Since Ramona has been trying to annihilate my personality since I was eight years old, I tense. Something really isn’t right. March confirms my impression with a nod. Now he’s frowning as well.

“Who’s ‘we’?”

Her eyes dart around the nearly deserted coffeehouse, as if she suspects an eavesdropper. This isn’t like her, at least, not the woman I remember. She’s a society darling, a flighty little butterfly, and I was supposed to be one, too.

“People I owe money,” she whispers, and her dark eyes well up with tears.

I’m staggered by that. “What? Who? What happened?”

It takes her a moment to collect herself. “We owned stock in Farwan. When . . . everything happened, we were ruined. I didn’t know; your father didn’t tell me. I went on, as I always had, spending . . . it wasn’t until your father . . . died that . . .”

I can piece together the rest. My father killed himself over their reversal in fortune. Who could possibly expect him to get a job? People came to his gallery because he had money, not because he had impeccable taste. Once the cache was gone, the gallery would’ve gone straight down, too.

And my mother kept spending money she didn’t have. What I don’t understand is why her creditors want me on Ithiss-Tor.

“What does this have to do with me?” Maybe that sounds cruel.

Perhaps some women would be overcome by sentiment and obligation, despite the long estrangement, but they didn’t lift a finger to help me when I was in trouble. I can count on one hand the people who did, and Ramona doesn’t make the A-list.

“We cannot allow a successful diplomatic mission to Ithiss-Tor.”

I start at the deep, mechanical voice emitting from a jeweled brooch on my mother’s jacket. No wonder she’s been watching her words. They’re monitoring us.

Do I answer it? My mother’s face pales until her skin looks like clotted milk. Her hands tremble, so she squeezes them into fists and rubs them against her thighs.

March makes the decision for me. “Why not?”

There’s a hint of feedback as the pin replies, “Sliders, Bugs, whatever you choose to call them, represent a threat to our way of life. We cannot take the risk that they will respond favorably to Conglomerate overtures and make plans to infiltrate our society on a widespread basis.”

I really don’t get it. If that’s their stance, however xenophobic, doesn’t it make more sense to ask me not to go? Ramona says nothing, seeming paralyzed with fear. Oh, the irony—she probably spent money they didn’t have on that piece of jewelry, which her new masters then turned into an electronic leash.

“How does Jax play into that?” I’m content to let March ask the questions. He’ll cover anything I want to know; there’s a real benefit to this whole symbiotic bond, apart from mind-blowing sex.

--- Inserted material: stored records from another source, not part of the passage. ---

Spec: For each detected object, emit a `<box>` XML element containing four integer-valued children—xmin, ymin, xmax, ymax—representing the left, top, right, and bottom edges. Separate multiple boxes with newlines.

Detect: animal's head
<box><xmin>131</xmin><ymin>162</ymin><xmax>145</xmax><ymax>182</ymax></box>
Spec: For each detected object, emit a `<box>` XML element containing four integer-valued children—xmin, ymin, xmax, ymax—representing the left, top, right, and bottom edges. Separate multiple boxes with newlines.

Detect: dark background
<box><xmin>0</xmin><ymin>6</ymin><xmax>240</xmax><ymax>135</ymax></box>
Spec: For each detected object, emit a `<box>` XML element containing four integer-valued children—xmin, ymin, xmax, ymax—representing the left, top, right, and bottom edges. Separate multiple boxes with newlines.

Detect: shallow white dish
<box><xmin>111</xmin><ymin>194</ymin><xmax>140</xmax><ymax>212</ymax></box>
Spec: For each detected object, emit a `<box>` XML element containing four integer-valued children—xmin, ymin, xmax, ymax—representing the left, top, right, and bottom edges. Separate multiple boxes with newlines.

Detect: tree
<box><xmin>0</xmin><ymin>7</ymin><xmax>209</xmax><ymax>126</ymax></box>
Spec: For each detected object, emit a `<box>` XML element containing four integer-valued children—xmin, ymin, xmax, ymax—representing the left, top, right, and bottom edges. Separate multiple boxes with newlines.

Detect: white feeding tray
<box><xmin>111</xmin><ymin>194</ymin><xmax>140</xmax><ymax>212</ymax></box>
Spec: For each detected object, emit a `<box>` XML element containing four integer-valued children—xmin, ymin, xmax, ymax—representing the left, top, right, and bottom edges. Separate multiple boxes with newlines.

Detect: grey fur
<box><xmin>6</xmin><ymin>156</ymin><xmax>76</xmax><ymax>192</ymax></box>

Absently, he strokes my upper arm. It’s strange to be having a conversation with someone I can neither see nor picture in my mind’s eye. The voice coming from my mother’s left bosom sounds distorted and altogether lacks any human quality. Who could have bought up her marks?

“Ms. Jax has a history of strewing destruction and disorder wherever she goes. We are content that if she goes to Ithiss-Tor, the natives will want nothing more to do with the Conglomerate. We cannot take the risk that Chancellor Tarn will select a candidate greater skilled in oration, tact, and diplomacy.”

“If you don’t go,” my mother whispers, “they’ll kill me.”